NEW DELHI: A new United Nations Security Council report has accused Jaish-e-Mohammed of carrying out a series of attacks and linked it to a car bombing near New Delhi’s Red Fort in November last year.In the biannual report of the Security Council’s Sanctions Monitoring Group on Al Qaeda and Islamic State, the Security Council said the group was “reportedly linked to the November 9 attack on the Red Fort in New Delhi that killed 15 people.”“One Member State noted that Jaish-e-Mohammed claimed responsibility for a series of attacks that were also reportedly linked to the November 9 attack on the Red Fort in New Delhi that killed 15 people,” the report released this week said.The report also pointed out that terrorists designated by the United Nations Masood Azhar The establishment of a women’s organization was announced on October 8 last year to support terrorist attacks.
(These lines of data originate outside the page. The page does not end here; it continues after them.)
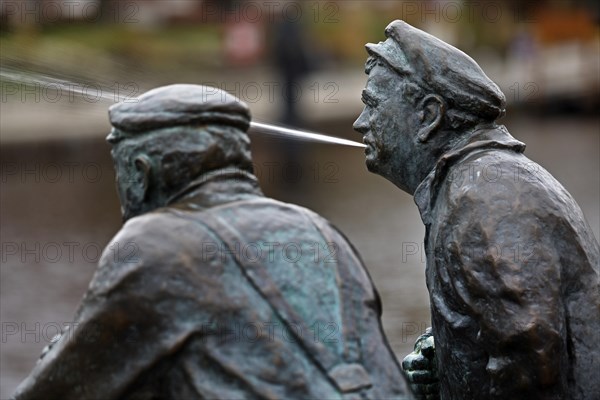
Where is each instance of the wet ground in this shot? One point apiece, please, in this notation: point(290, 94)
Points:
point(59, 208)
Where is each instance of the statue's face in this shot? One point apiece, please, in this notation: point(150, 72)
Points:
point(389, 124)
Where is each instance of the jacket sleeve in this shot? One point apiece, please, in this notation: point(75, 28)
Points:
point(504, 269)
point(122, 328)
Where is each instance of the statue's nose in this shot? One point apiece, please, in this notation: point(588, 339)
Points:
point(361, 124)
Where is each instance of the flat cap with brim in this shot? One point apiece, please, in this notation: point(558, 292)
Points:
point(441, 68)
point(177, 105)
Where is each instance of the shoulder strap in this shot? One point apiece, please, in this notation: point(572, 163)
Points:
point(347, 377)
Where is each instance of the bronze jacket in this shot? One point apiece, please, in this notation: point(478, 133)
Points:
point(225, 295)
point(513, 277)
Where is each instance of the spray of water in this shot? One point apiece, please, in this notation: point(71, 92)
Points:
point(38, 79)
point(300, 134)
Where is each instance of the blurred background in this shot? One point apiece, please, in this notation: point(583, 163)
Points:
point(298, 63)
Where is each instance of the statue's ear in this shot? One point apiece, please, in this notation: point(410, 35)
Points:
point(144, 167)
point(432, 112)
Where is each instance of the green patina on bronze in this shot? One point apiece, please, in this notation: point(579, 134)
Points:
point(228, 294)
point(512, 265)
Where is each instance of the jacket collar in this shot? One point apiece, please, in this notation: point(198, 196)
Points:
point(482, 139)
point(215, 188)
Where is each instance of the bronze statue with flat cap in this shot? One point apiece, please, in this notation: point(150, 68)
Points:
point(512, 265)
point(228, 295)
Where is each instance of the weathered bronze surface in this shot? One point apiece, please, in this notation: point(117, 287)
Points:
point(210, 290)
point(512, 265)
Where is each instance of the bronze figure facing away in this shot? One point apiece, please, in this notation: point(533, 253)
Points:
point(229, 295)
point(512, 265)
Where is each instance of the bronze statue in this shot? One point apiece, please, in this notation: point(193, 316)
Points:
point(228, 294)
point(512, 265)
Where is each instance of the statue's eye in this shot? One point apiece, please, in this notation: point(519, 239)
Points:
point(368, 100)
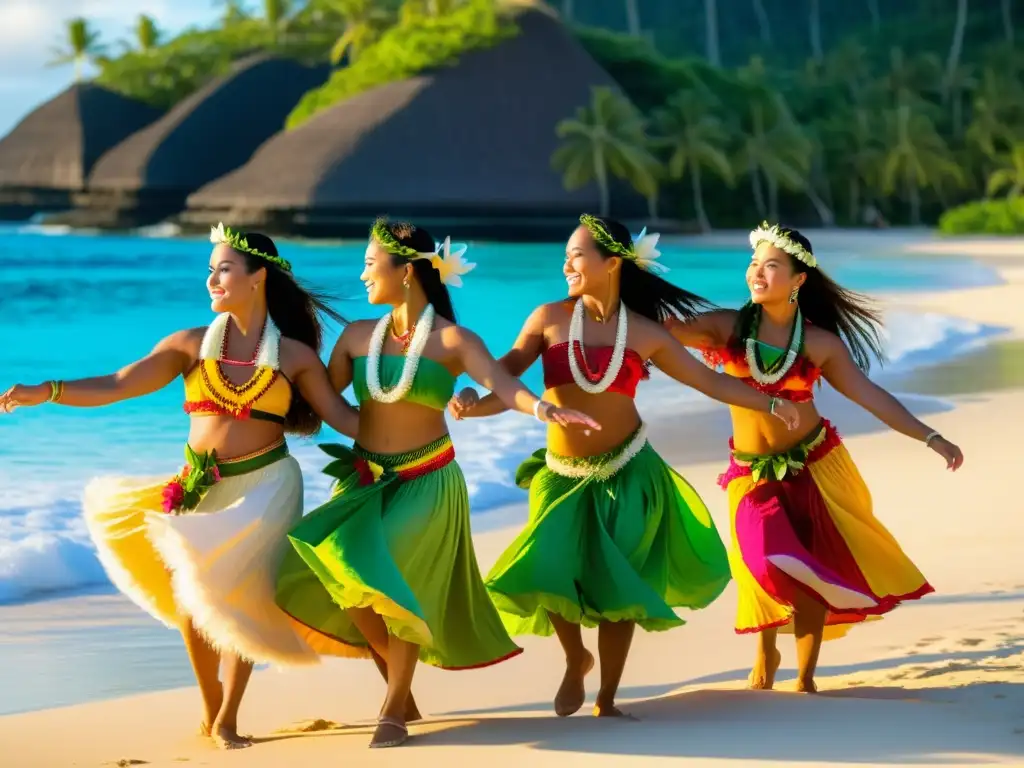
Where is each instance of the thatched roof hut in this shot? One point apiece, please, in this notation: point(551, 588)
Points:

“On October 8, Jaish-e-Mohammed leader Mohammad Masoud Azhar Alvi formally announced the establishment of Jamaat ul-Muminat (unlisted), a female-only organization aimed at supporting terrorist attacks,” the report said.“Another Member State reported that Jaish-e-Mohammed had disbanded. Separately, on July 28, three persons allegedly involved in an attack in Pahalgam, Jammu and Kashmir, were reportedly killed,” the statement added.A car bombing near Delhi’s Red Fort on November 10 killed 15 people and injured dozens more, triggering a high-level investigation that revealed the existence of a sophisticated “white collar” terror network linked to Jaish-e-Mohammed.Even before the bombing, several arrests had been made in multiple states, and investigators had begun piecing together evidence of an interstate terrorist module.After the explosion, the National Intelligence Service discovered that the incident was related to previous arrests. As the investigation deepened, a series of new circumstances emerged.The 1267 Sanctions Committee oversees sanctions against al-Qaeda, the Islamic State and their affiliates. Lashkar-e-Taiba and Tehreek-e-Insaf were brought under the council’s jurisdiction because of their links to al-Qaeda dating back to the 1990s.